Posted by: The Big Perm
at July 21, 2009 06:34 AM
Touch of Evil isn't a pool movie, because it's a masterpiece. A pool movie is only a pool movie if it (a) was made for no particular reason except to stave off poverty (in relative, Hollywood terms, that is), and (b) it sucks. Both are necessary.
Posted by: jeffmcm
at July 21, 2009 10:35 AM
Okay, looks like Perm and Jeff are gonna hafta duke this one out!
Posted by: Cadavra
at July 21, 2009 11:07 AM
Jeff, read the interview. That's not the way Tarantino defines it, so if we're talking about pool movies, I'm using his rules. Godfather is a pool movie...Coppola made it to stay in the game but he wanted to make his artistic pictures. Touch of Evil is a pool movie because Welles was just hired on as an actor, and he took it on to make money to finance Don Quixote. Then they offered him to direct it. Welles would never have made Touch of Evil except for the money offered to him.

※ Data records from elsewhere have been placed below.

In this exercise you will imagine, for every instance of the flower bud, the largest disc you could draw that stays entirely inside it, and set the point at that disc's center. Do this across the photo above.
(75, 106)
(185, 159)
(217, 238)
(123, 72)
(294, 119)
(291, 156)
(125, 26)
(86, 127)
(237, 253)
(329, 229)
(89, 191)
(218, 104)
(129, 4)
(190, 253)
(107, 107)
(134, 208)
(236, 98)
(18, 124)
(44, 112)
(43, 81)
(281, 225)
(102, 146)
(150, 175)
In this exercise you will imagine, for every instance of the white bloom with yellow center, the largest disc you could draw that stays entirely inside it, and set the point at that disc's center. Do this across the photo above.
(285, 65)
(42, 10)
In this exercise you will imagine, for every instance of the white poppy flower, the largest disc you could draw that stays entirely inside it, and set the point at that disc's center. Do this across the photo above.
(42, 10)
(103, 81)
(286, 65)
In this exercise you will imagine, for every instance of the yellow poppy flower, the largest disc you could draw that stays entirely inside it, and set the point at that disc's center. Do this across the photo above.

Tarantino would rather make a shit movie that he personally wanted to make than a masterpiece that he had tomake to stay in the game. Witness his mixed feelings about Jackie Brown (by the way, his best movie).
Posted by: The Big Perm
at July 21, 2009 12:41 PM
I can see why you'd interpret it that way, but I don't think Tarantino would agree. His issue isn't with people who make movies because they need to use them as stepping stones to make their dream projects, his issue is with directors who make movies to finance their lifestyles and/or have nothing better to do with their time. It's about careerism vs. having an artistic calling. And I think I've been repeating this same point about ten times now.
And Perm, I also disagree about your second point. The whole thrust of that section of the article is that Tarantino wouldn't make a movie 'just to stay in the game'. He only wants to make the movies he's passionate about, and pretty much as a consequence, it would be impossible for him to make a masterpiece by being a director-for-hire if he didn't fall in love with the material.
And I don't see what Jackie Brown has to do with anything since that was one of his dream projects.
Posted by: jeffmcm
at July 21, 2009 12:56 PM
You may have been repeating the same point, but since we disagree on what he meant, you can say it eleven! The thing is, Tarantino approaches things in general kind of like a teenager. or better or worse, it's an all or nothing thing with him.
Jackie Brown may have been one of his dream projects but he's said a lot of stuff about it later...how he'd never make anothe movie like that again, meaning make a movie based on someone else's work. He downplayed it quite a bit, and said he was sort of disappointed with it. He only wants to do his own stories, and I can sympathize with that. Maybe that's his problem and why he'll never make a truly great film again.
Posted by: The Big Perm
at July 21, 2009 03:43 PM
I'll go you one better - he approaches things like an Asperger's-addled speed junkie. And maybe he didn't phrase it in an especially elegant way, but that doesn't make him wrong, at the core.
And I like Jackie Brown a lot, but I like Kill Bill and Death Proof as much, if not more.